Les avantages de l’autopublication sont multiples pour les auteurs. En effet, ils peuvent entre autres décider de la couverture de leur livre, mais surtout, ils peuvent choisir le prix auquel ils le vendront. Un contrat avec un distributeur, au lieu d’un éditeur, permet aux auteurs d’obtenir un plus grand pourcentage de revenus (s’ils réussissent à en vendre plusieurs exemplaires). De plus, le livre numérique les met à l’abri des ruptures de stock puisque celui-ci ne sera jamais épuisé tant et aussi longtemps qu’il restera en ligne.

Néanmoins, l’autopublication comporte certains inconvénients et le succès qui s’en suit n’est pas à la portée d’auteurs moins connus. Le rôle de l’éditeur est primordial pour ces derniers, car c’est lui qui prend les risques financiers pour veiller à la promotion et à la marchandisation des œuvres. De plus, le fait d’être partenaire avec un éditeur peut favoriser la notoriété de l’auteur en question par rapport au lecteur, car le renom d’une maison d’édition est également un gage de qualité. Le blogue Aldus, qui relate le succès de l’auteur Marc-Édouard Nabe, mentionne que ce dernier prouve que le format papier n’est plus essentiel ni pertinent pour un auteur d’aujourd’hui. Pourtant, comme Hubert Guillaud le démontre, les auteurs auront encore besoin des éditeurs, notamment pour continuer à vendre leurs exemplaires papier qui ne vont pas disparaître du jour au lendemain, loin de là. Également, même s’il est relativement facile de promouvoir par soi-même un produit sur les différents réseaux sociaux sur le web, il reste utopique de de penser que ce moyen de promotion, facile d’accès et gratuit, puisse rejoindre aussi facilement un grand nombre de lecteurs. Hubert Guillaud ajoute : Croire que tous les lecteurs vont trouver le site de leur auteur préféré tout seul, c'est, me semble-t-il, mal comprendre le fonctionnement du net, où les parcours sont justement démultipliés...

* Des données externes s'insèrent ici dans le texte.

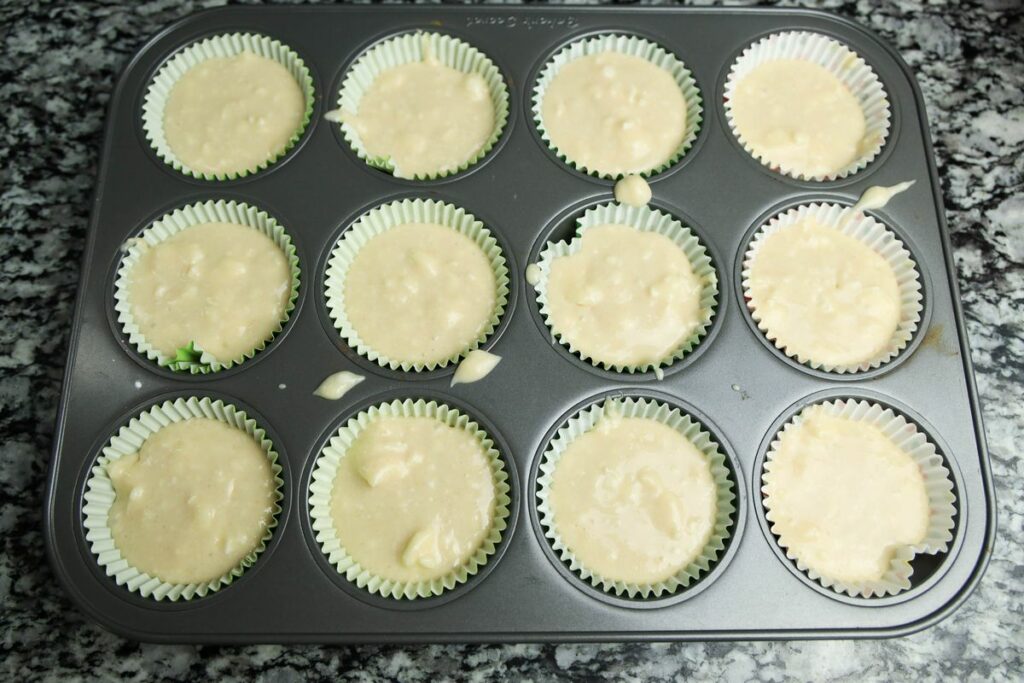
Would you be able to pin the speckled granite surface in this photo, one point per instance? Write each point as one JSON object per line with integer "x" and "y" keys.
{"x": 56, "y": 73}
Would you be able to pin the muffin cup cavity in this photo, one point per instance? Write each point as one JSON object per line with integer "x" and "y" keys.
{"x": 633, "y": 46}
{"x": 225, "y": 45}
{"x": 840, "y": 60}
{"x": 193, "y": 358}
{"x": 322, "y": 485}
{"x": 938, "y": 486}
{"x": 410, "y": 48}
{"x": 99, "y": 496}
{"x": 647, "y": 220}
{"x": 649, "y": 409}
{"x": 876, "y": 236}
{"x": 383, "y": 218}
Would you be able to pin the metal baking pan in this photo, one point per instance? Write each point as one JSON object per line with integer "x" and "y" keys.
{"x": 736, "y": 383}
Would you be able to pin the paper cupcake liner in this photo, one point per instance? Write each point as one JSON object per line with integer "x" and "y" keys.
{"x": 586, "y": 420}
{"x": 882, "y": 241}
{"x": 647, "y": 220}
{"x": 408, "y": 48}
{"x": 323, "y": 483}
{"x": 225, "y": 45}
{"x": 839, "y": 59}
{"x": 634, "y": 46}
{"x": 938, "y": 485}
{"x": 384, "y": 218}
{"x": 99, "y": 496}
{"x": 193, "y": 358}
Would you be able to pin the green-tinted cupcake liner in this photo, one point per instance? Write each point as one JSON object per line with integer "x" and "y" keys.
{"x": 647, "y": 220}
{"x": 193, "y": 358}
{"x": 408, "y": 48}
{"x": 225, "y": 45}
{"x": 384, "y": 218}
{"x": 938, "y": 486}
{"x": 634, "y": 46}
{"x": 587, "y": 420}
{"x": 99, "y": 496}
{"x": 323, "y": 484}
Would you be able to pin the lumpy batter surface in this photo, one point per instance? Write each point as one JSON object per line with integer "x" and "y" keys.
{"x": 222, "y": 286}
{"x": 823, "y": 295}
{"x": 229, "y": 115}
{"x": 420, "y": 293}
{"x": 413, "y": 498}
{"x": 844, "y": 498}
{"x": 614, "y": 114}
{"x": 799, "y": 116}
{"x": 193, "y": 502}
{"x": 634, "y": 500}
{"x": 627, "y": 297}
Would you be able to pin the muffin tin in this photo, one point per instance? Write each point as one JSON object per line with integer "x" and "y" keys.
{"x": 735, "y": 383}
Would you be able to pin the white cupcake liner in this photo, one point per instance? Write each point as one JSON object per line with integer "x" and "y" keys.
{"x": 876, "y": 236}
{"x": 407, "y": 48}
{"x": 839, "y": 59}
{"x": 586, "y": 420}
{"x": 634, "y": 46}
{"x": 390, "y": 215}
{"x": 225, "y": 45}
{"x": 323, "y": 483}
{"x": 938, "y": 485}
{"x": 99, "y": 496}
{"x": 647, "y": 220}
{"x": 193, "y": 358}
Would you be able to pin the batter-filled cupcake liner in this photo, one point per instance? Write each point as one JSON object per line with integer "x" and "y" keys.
{"x": 938, "y": 486}
{"x": 647, "y": 220}
{"x": 391, "y": 215}
{"x": 840, "y": 60}
{"x": 415, "y": 47}
{"x": 193, "y": 358}
{"x": 876, "y": 236}
{"x": 99, "y": 495}
{"x": 322, "y": 486}
{"x": 587, "y": 420}
{"x": 226, "y": 45}
{"x": 633, "y": 46}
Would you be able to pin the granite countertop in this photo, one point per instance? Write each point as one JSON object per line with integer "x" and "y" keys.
{"x": 58, "y": 67}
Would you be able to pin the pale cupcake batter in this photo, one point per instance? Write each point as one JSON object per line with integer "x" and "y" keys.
{"x": 800, "y": 117}
{"x": 413, "y": 498}
{"x": 824, "y": 296}
{"x": 614, "y": 114}
{"x": 229, "y": 115}
{"x": 193, "y": 502}
{"x": 222, "y": 286}
{"x": 626, "y": 298}
{"x": 843, "y": 498}
{"x": 420, "y": 293}
{"x": 426, "y": 117}
{"x": 633, "y": 500}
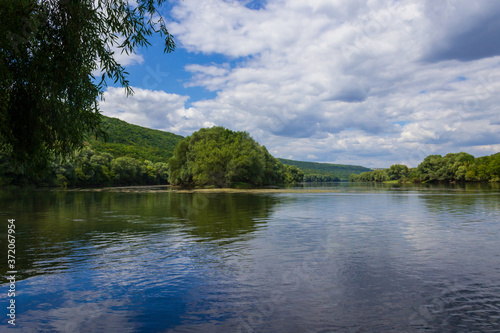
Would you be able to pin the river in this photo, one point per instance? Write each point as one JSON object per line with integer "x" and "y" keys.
{"x": 336, "y": 258}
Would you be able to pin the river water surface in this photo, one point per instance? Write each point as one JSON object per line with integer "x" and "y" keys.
{"x": 355, "y": 258}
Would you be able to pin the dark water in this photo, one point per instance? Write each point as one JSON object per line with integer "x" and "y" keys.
{"x": 360, "y": 259}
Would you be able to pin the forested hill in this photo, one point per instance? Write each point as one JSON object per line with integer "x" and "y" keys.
{"x": 134, "y": 141}
{"x": 314, "y": 171}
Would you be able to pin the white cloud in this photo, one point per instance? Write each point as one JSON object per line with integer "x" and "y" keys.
{"x": 153, "y": 109}
{"x": 342, "y": 81}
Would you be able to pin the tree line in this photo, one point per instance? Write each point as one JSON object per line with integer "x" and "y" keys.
{"x": 220, "y": 157}
{"x": 86, "y": 167}
{"x": 214, "y": 156}
{"x": 453, "y": 167}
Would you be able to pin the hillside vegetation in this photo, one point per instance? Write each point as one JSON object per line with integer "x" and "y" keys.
{"x": 221, "y": 157}
{"x": 324, "y": 172}
{"x": 137, "y": 142}
{"x": 454, "y": 167}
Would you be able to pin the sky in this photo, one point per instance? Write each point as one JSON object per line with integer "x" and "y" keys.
{"x": 370, "y": 83}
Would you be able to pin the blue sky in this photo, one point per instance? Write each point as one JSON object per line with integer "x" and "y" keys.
{"x": 370, "y": 83}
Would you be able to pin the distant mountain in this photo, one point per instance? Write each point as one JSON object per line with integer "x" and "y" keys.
{"x": 141, "y": 143}
{"x": 326, "y": 171}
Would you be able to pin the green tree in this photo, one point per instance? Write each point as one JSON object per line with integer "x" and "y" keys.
{"x": 221, "y": 157}
{"x": 48, "y": 52}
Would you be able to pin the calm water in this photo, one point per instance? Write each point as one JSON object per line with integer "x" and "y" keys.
{"x": 359, "y": 259}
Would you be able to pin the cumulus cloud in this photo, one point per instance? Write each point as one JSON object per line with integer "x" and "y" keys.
{"x": 364, "y": 82}
{"x": 153, "y": 109}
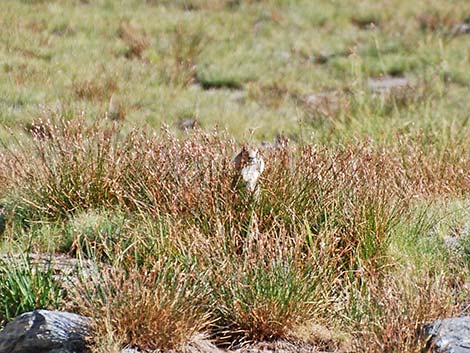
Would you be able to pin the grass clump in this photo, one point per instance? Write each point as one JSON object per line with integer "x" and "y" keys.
{"x": 325, "y": 241}
{"x": 161, "y": 306}
{"x": 26, "y": 286}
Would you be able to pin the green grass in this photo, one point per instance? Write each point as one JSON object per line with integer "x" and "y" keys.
{"x": 57, "y": 56}
{"x": 346, "y": 246}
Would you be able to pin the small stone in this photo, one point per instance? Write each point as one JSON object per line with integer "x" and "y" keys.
{"x": 43, "y": 331}
{"x": 451, "y": 335}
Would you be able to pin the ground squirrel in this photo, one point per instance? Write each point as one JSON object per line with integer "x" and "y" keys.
{"x": 249, "y": 165}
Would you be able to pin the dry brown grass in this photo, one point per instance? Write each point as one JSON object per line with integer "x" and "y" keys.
{"x": 315, "y": 243}
{"x": 159, "y": 307}
{"x": 136, "y": 41}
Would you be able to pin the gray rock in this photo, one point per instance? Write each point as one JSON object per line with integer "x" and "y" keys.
{"x": 450, "y": 335}
{"x": 43, "y": 331}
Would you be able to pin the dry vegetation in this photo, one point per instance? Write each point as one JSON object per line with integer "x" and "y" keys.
{"x": 191, "y": 255}
{"x": 343, "y": 250}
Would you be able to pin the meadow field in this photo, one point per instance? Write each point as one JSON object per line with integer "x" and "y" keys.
{"x": 119, "y": 122}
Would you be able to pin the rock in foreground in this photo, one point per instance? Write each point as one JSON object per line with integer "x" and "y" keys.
{"x": 450, "y": 335}
{"x": 43, "y": 331}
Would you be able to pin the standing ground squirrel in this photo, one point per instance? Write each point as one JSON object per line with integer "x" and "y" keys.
{"x": 249, "y": 165}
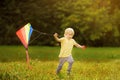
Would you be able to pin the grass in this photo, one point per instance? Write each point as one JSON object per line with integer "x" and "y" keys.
{"x": 90, "y": 64}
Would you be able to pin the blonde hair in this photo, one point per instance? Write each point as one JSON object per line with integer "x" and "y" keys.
{"x": 69, "y": 30}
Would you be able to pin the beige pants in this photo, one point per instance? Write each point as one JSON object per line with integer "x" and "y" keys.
{"x": 62, "y": 61}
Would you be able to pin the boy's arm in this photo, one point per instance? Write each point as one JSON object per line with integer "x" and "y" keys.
{"x": 79, "y": 46}
{"x": 56, "y": 37}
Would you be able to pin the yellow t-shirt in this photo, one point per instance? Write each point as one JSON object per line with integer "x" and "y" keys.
{"x": 66, "y": 47}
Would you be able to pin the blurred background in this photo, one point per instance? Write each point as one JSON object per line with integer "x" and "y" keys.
{"x": 96, "y": 22}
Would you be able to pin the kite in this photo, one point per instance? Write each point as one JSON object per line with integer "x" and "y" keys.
{"x": 24, "y": 35}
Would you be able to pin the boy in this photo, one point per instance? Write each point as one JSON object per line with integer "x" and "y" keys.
{"x": 67, "y": 43}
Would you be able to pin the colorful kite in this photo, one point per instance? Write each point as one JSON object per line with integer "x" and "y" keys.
{"x": 24, "y": 35}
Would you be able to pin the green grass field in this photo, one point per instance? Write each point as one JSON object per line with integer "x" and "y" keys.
{"x": 90, "y": 64}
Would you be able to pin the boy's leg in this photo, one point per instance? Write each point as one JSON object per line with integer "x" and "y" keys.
{"x": 61, "y": 62}
{"x": 70, "y": 61}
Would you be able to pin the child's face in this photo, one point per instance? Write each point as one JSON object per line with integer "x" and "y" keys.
{"x": 68, "y": 34}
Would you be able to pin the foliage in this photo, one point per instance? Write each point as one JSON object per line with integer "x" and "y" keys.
{"x": 96, "y": 22}
{"x": 90, "y": 64}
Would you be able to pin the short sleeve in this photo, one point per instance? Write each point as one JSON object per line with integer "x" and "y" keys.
{"x": 61, "y": 39}
{"x": 74, "y": 42}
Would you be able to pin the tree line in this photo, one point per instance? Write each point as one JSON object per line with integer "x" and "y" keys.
{"x": 96, "y": 22}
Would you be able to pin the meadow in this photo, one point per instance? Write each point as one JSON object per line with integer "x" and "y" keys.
{"x": 101, "y": 63}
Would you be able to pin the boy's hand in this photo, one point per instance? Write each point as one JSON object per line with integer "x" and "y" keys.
{"x": 83, "y": 47}
{"x": 55, "y": 35}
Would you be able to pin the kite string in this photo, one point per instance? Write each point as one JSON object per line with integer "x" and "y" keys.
{"x": 40, "y": 33}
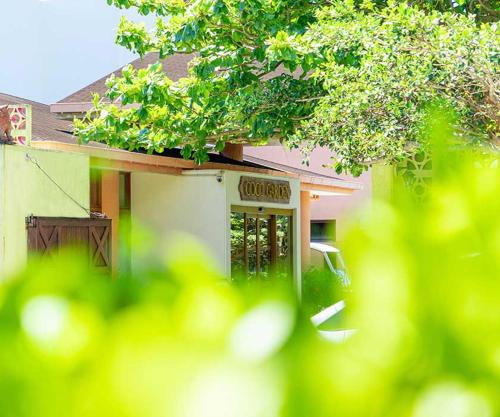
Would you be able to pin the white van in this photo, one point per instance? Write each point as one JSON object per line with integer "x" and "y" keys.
{"x": 329, "y": 257}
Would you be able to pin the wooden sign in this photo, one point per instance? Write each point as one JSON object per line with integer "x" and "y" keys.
{"x": 265, "y": 190}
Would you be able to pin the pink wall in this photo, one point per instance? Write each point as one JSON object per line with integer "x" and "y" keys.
{"x": 340, "y": 208}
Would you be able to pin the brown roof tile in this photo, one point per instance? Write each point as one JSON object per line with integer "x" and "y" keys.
{"x": 45, "y": 125}
{"x": 175, "y": 66}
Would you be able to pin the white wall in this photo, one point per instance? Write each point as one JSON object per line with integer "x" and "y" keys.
{"x": 194, "y": 204}
{"x": 199, "y": 204}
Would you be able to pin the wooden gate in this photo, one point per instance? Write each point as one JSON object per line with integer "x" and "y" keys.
{"x": 46, "y": 235}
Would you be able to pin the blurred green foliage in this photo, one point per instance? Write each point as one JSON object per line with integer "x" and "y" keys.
{"x": 178, "y": 340}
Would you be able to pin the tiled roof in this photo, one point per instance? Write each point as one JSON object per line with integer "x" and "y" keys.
{"x": 175, "y": 66}
{"x": 45, "y": 125}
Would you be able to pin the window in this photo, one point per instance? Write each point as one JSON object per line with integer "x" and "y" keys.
{"x": 323, "y": 231}
{"x": 261, "y": 243}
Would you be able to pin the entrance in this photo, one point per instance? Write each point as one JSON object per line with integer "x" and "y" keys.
{"x": 261, "y": 243}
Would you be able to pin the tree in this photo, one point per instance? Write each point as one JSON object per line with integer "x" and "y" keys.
{"x": 353, "y": 76}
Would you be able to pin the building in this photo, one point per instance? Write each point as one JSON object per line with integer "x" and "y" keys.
{"x": 54, "y": 192}
{"x": 330, "y": 214}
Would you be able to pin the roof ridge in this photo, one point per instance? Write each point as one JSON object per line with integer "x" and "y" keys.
{"x": 105, "y": 77}
{"x": 23, "y": 100}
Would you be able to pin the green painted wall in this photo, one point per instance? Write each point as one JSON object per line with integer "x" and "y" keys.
{"x": 25, "y": 191}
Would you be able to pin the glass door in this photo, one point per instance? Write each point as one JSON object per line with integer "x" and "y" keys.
{"x": 261, "y": 243}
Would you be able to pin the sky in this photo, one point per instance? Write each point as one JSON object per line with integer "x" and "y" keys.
{"x": 52, "y": 48}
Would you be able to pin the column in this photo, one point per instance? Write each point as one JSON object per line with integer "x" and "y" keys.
{"x": 305, "y": 228}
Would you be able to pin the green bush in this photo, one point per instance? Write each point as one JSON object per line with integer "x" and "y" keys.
{"x": 178, "y": 340}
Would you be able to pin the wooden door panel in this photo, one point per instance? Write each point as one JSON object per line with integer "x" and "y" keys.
{"x": 46, "y": 235}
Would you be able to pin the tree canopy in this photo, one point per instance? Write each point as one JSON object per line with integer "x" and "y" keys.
{"x": 356, "y": 77}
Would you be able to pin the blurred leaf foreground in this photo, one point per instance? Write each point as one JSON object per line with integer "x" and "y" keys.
{"x": 180, "y": 341}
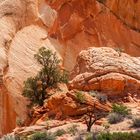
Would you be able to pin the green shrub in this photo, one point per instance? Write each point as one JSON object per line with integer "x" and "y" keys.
{"x": 80, "y": 97}
{"x": 19, "y": 122}
{"x": 118, "y": 136}
{"x": 9, "y": 137}
{"x": 101, "y": 97}
{"x": 136, "y": 122}
{"x": 102, "y": 1}
{"x": 114, "y": 118}
{"x": 49, "y": 76}
{"x": 73, "y": 129}
{"x": 89, "y": 136}
{"x": 120, "y": 109}
{"x": 42, "y": 136}
{"x": 60, "y": 132}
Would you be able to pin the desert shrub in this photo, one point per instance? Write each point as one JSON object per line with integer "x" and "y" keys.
{"x": 136, "y": 122}
{"x": 114, "y": 118}
{"x": 19, "y": 122}
{"x": 106, "y": 125}
{"x": 42, "y": 136}
{"x": 80, "y": 97}
{"x": 89, "y": 136}
{"x": 73, "y": 129}
{"x": 118, "y": 136}
{"x": 49, "y": 76}
{"x": 120, "y": 109}
{"x": 102, "y": 1}
{"x": 101, "y": 97}
{"x": 60, "y": 132}
{"x": 9, "y": 137}
{"x": 93, "y": 93}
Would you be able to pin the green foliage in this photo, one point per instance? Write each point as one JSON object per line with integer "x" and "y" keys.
{"x": 89, "y": 136}
{"x": 120, "y": 109}
{"x": 42, "y": 136}
{"x": 19, "y": 122}
{"x": 73, "y": 129}
{"x": 119, "y": 136}
{"x": 102, "y": 98}
{"x": 49, "y": 76}
{"x": 60, "y": 132}
{"x": 114, "y": 118}
{"x": 102, "y": 1}
{"x": 80, "y": 97}
{"x": 9, "y": 137}
{"x": 136, "y": 122}
{"x": 106, "y": 125}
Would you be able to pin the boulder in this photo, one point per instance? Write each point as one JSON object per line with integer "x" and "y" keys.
{"x": 107, "y": 70}
{"x": 66, "y": 104}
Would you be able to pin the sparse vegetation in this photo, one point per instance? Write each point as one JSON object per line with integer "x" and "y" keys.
{"x": 102, "y": 98}
{"x": 73, "y": 129}
{"x": 114, "y": 118}
{"x": 119, "y": 50}
{"x": 60, "y": 132}
{"x": 42, "y": 136}
{"x": 136, "y": 122}
{"x": 119, "y": 112}
{"x": 118, "y": 136}
{"x": 49, "y": 76}
{"x": 19, "y": 122}
{"x": 89, "y": 136}
{"x": 120, "y": 109}
{"x": 80, "y": 97}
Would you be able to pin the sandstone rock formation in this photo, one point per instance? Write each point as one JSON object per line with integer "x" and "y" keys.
{"x": 72, "y": 26}
{"x": 106, "y": 70}
{"x": 85, "y": 23}
{"x": 66, "y": 104}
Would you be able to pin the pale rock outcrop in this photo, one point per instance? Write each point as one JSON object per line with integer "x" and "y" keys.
{"x": 106, "y": 70}
{"x": 67, "y": 104}
{"x": 85, "y": 23}
{"x": 127, "y": 10}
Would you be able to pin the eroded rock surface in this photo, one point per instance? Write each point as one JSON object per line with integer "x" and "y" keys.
{"x": 68, "y": 105}
{"x": 73, "y": 26}
{"x": 107, "y": 70}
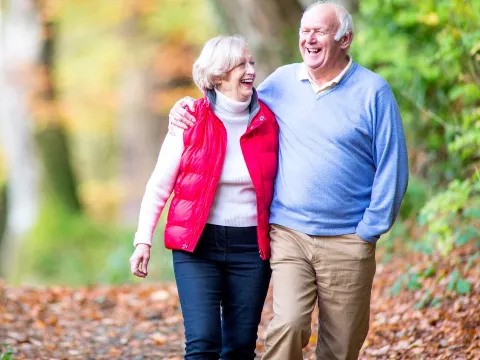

Ainsi, comme nous pouvons le constater, le succès de l’autopublication demeure, pour le moment, le privilège d’auteurs ayant été fortement popularisés précédemment grâce au travail de promotion d’un éditeur. Toutefois, cet engouement pour l’autoédition témoigne d’un malaise récurrent chez les auteurs : le pourcentage ridiculement bas (on parle de 10 % du prix net du livre, qu’il soit numérique ou non) que les éditeurs leur accordent (consultez cet article pour d’autres détails). De plus, il y a le prix du livre numérique qui est égal ou légèrement plus bas que celui d’un livre imprimé. Pourtant, la mise en marché du livre électronique est beaucoup moins coûteuse pour l’éditeur que celle du livre imprimé. Pour constater cet état de fait, voici des blogues (parmi plusieurs) qui en traitent : Actualitté et Entre-nous-soit-dit.

Même si l’industrie du livre imprimé résiste, les éditeurs de livres devront s’atteler à trouver une solution pour ne pas voir leurs auteurs (qui garantissent leurs fonds) partir à leur compte. Mark Coker parle alors d’une bascule du pouvoir entre l’éditeur et l’auteur. Pour contrer l’abandon de l’édition pour l’autopublication, la solution serait peut-être alors de rendre cette bascule plus équilibrée entre les deux parties dans un contexte d’édition numérique de livres. Dans ce cas, les éditeurs pourraient envisager d’investir dans le numérique.